I also found an alternative optimization function in R called optim(.). The really nice part about this function is that the Hessian matrix can be more easily computed. But, the major downside is that optim was not used by lavaan can may yield slightly different results thatn lavaan. However, I think once the lower-bounds for parameters are placed the functions yeild identical results.
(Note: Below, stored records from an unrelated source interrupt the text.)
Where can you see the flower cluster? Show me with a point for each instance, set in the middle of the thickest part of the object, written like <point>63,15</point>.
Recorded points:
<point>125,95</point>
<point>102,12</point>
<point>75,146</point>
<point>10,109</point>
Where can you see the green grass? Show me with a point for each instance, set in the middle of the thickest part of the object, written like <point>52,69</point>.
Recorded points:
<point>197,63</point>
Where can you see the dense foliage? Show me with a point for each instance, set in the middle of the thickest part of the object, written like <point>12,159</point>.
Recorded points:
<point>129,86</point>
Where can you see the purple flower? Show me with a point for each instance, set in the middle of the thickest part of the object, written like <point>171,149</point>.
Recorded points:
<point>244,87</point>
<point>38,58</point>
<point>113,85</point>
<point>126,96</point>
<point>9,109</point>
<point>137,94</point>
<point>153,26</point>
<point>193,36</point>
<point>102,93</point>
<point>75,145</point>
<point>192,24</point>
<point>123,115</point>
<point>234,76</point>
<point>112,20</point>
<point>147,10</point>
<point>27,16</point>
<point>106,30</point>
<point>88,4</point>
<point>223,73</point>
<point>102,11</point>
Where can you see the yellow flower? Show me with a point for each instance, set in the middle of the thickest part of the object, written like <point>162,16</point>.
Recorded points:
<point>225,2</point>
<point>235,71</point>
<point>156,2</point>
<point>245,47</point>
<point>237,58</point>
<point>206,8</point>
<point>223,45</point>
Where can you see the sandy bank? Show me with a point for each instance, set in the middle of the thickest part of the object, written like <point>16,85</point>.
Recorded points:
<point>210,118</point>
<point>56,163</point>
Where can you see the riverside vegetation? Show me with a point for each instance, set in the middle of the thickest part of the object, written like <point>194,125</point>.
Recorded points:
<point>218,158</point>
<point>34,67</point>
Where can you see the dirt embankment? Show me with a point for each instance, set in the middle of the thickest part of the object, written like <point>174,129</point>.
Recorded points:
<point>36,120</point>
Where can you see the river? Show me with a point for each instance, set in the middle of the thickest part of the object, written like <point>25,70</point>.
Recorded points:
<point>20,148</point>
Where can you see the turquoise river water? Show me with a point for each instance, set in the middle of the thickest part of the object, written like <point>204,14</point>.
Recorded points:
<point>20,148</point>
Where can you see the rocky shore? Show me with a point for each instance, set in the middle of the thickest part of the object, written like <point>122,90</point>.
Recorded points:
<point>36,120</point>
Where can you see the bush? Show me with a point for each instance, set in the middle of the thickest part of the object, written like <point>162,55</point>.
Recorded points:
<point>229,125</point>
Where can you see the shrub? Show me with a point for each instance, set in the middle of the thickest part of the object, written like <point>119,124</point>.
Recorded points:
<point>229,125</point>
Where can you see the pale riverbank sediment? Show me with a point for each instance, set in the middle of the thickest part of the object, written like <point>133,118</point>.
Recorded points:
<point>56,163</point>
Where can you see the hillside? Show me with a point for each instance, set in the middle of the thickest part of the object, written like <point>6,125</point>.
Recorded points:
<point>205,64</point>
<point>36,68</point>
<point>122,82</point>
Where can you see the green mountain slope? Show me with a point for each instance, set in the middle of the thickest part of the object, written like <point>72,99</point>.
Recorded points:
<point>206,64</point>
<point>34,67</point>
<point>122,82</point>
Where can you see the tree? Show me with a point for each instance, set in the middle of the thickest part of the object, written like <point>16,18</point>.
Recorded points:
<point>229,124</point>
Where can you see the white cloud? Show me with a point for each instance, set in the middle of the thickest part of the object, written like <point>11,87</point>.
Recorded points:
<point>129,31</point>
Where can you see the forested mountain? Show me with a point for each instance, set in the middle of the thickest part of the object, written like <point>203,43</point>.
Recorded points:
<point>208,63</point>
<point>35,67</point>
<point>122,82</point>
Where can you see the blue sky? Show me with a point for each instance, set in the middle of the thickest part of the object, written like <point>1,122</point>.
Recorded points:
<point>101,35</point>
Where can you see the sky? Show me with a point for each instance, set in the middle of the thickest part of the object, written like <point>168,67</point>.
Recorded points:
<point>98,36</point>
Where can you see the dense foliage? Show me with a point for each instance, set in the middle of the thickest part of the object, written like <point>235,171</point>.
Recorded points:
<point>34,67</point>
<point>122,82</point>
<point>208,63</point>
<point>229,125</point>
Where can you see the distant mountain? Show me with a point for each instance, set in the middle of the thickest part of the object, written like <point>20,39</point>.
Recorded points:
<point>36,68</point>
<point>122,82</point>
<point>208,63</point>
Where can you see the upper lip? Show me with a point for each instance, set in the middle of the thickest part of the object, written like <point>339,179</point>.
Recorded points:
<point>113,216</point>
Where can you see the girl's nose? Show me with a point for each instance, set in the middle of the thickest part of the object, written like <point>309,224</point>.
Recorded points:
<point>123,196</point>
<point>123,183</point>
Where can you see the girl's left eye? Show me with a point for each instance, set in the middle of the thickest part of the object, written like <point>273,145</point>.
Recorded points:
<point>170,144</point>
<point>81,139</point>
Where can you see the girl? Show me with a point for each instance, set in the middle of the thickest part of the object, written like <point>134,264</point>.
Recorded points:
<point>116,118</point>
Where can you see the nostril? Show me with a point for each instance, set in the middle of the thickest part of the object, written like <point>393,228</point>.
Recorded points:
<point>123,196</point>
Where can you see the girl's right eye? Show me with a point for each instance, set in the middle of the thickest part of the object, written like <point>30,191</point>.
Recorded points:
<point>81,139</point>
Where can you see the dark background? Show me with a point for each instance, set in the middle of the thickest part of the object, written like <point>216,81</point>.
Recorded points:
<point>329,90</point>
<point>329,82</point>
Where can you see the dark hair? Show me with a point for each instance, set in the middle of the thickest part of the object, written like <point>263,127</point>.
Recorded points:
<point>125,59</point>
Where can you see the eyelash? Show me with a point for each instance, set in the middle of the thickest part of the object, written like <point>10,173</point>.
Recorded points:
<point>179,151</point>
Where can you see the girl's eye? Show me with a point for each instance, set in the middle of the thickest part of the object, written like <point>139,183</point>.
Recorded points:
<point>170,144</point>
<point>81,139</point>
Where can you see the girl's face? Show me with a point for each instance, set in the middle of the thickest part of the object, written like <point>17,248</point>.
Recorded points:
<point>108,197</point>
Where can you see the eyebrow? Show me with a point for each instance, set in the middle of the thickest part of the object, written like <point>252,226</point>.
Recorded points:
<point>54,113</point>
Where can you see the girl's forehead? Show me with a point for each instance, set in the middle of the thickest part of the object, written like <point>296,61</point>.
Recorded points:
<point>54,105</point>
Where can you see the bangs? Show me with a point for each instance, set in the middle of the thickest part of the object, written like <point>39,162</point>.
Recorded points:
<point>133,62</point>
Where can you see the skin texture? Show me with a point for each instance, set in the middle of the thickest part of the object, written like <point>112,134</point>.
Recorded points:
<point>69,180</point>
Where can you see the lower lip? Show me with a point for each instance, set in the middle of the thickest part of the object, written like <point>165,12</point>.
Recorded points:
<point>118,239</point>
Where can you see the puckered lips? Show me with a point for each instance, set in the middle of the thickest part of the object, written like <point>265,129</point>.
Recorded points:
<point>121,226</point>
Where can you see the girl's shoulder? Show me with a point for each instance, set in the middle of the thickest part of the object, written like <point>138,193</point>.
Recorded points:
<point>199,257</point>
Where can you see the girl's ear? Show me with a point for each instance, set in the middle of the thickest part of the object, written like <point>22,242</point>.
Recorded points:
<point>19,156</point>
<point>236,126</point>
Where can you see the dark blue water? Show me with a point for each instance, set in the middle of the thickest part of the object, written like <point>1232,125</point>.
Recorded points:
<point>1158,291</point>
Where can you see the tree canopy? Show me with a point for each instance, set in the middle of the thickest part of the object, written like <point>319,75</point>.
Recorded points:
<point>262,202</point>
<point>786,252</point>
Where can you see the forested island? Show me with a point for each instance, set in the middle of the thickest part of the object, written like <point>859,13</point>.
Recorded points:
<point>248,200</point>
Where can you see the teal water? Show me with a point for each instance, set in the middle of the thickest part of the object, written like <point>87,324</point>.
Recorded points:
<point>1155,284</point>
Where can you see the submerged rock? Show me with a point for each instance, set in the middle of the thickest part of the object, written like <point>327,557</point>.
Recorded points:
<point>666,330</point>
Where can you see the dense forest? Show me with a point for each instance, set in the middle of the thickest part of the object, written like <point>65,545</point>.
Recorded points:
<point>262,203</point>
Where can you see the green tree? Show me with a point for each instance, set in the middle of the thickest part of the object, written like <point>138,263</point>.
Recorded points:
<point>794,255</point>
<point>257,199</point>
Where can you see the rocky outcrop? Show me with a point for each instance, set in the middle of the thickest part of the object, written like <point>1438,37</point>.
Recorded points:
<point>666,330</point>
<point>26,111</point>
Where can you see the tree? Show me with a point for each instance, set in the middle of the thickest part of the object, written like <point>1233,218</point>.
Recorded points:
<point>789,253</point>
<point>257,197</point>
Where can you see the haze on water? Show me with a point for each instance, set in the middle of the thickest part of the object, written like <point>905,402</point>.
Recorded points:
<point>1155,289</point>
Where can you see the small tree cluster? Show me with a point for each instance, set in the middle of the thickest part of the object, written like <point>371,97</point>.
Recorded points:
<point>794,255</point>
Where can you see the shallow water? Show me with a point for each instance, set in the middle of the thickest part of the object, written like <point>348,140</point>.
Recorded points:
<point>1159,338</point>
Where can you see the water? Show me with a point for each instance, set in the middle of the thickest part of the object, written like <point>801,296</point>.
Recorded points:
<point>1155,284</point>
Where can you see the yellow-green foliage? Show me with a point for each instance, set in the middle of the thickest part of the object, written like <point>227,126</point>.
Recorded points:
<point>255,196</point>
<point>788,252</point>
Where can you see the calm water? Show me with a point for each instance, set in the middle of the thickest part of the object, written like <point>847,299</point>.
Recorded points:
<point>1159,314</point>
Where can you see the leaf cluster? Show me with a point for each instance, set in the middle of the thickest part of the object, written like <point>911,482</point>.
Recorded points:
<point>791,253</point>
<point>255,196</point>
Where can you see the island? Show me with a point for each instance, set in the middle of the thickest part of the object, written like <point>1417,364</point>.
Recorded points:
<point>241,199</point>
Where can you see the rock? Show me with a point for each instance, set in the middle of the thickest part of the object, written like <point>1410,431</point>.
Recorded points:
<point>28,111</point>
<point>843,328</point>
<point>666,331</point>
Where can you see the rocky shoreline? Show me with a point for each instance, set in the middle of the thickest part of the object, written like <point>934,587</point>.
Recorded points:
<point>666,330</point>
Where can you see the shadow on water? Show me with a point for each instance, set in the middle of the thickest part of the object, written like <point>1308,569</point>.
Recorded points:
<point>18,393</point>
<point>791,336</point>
#using optim instead of nlminb
# (easier to get hessian matrix)

# BUT, I need to supply lower limits for the variance parameters
lb <- numeric(k)
lb[1:(lam.num)] <- -Inf
# phi
lb.phi<- matrix(nrow=nF,ncol=nF)
diag(lb.phi)<- 0.001
lb.phi[lower.tri(lb.phi)] <- -Inf
lb[(lam.num+1):(lam.num+phi.num)]<- c(lb.phi[lower.tri(lb.phi, diag=T)])
# phi
lb[(lam.num+phi.num+1):(lam.num+phi.num+psi.num)] <- 0.001

fit2 <- optim(sv, cfa.fit, X=X, model=cfaModel,
              method='L-BFGS-B', hessian = T, lower=lb,
              control=list(maxit=10000))

# value of the fit function
fit2$value
## [1] 0.1417035
# unpack parameter estimates
fit<-fit2
lambda <- cfaModel[[1]]
phi <- cfaModel[[2]]
psi <- cfaModel[[3]]
# number factor loadings
lam.num <- length(which(is.na(lambda)))
lambda[which(is.na(lambda))] <- fit$par[1:lam.num]
# number elements in factor (co)variance matrix
phi.num <- length(which(is.na(phi)))
if(phi.num > 0){
  phi[which(is.na(phi))] <- fit$par[(lam.num+1):(lam.num+phi.num)]
}
# number elements in error (co)variance matrix
psi.num <- length(which(is.na(psi)))
psi[which(is.na(psi))] <- fit$par[(lam.num+phi.num+1):(lam.num+phi.num+psi.num)]

print(lambda)
##            [,1]      [,2]     [,3]
##  [1,] 1.0000000 0.0000000 0.000000
##  [2,] 0.5535270 0.0000000 0.000000
##  [3,] 0.7293599 0.0000000 0.000000
##  [4,] 0.0000000 1.0000000 0.000000
##  [5,] 0.0000000 1.1130382 0.000000
##  [6,] 0.0000000 0.9261204 0.000000
##  [7,] 0.0000000 0.0000000 1.000000
##  [8,] 0.0000000 0.0000000 1.179954
##  [9,] 0.0000000 0.0000000 1.081630
print(phi)
##           [,1]      [,2]     [,3]
## [1,] 0.8120324 0.0000000 0.000000
## [2,] 0.4096243 0.9828315 0.000000
## [3,] 0.2631030 0.1740852 0.384998
print(diag(psi))
## [1] 0.5508865 1.1375943 0.8471442 0.3723983 0.4477594 0.3573981 0.8020822
## [8] 0.4893649 0.5679775

One thing that I know is lacking in this replication is the computation of the standard errors. Standard errors are a much more complicated computation. I know they are related to the 2nd derivative of the likelihood function. But I have not figured out how to set up this computation myself yet.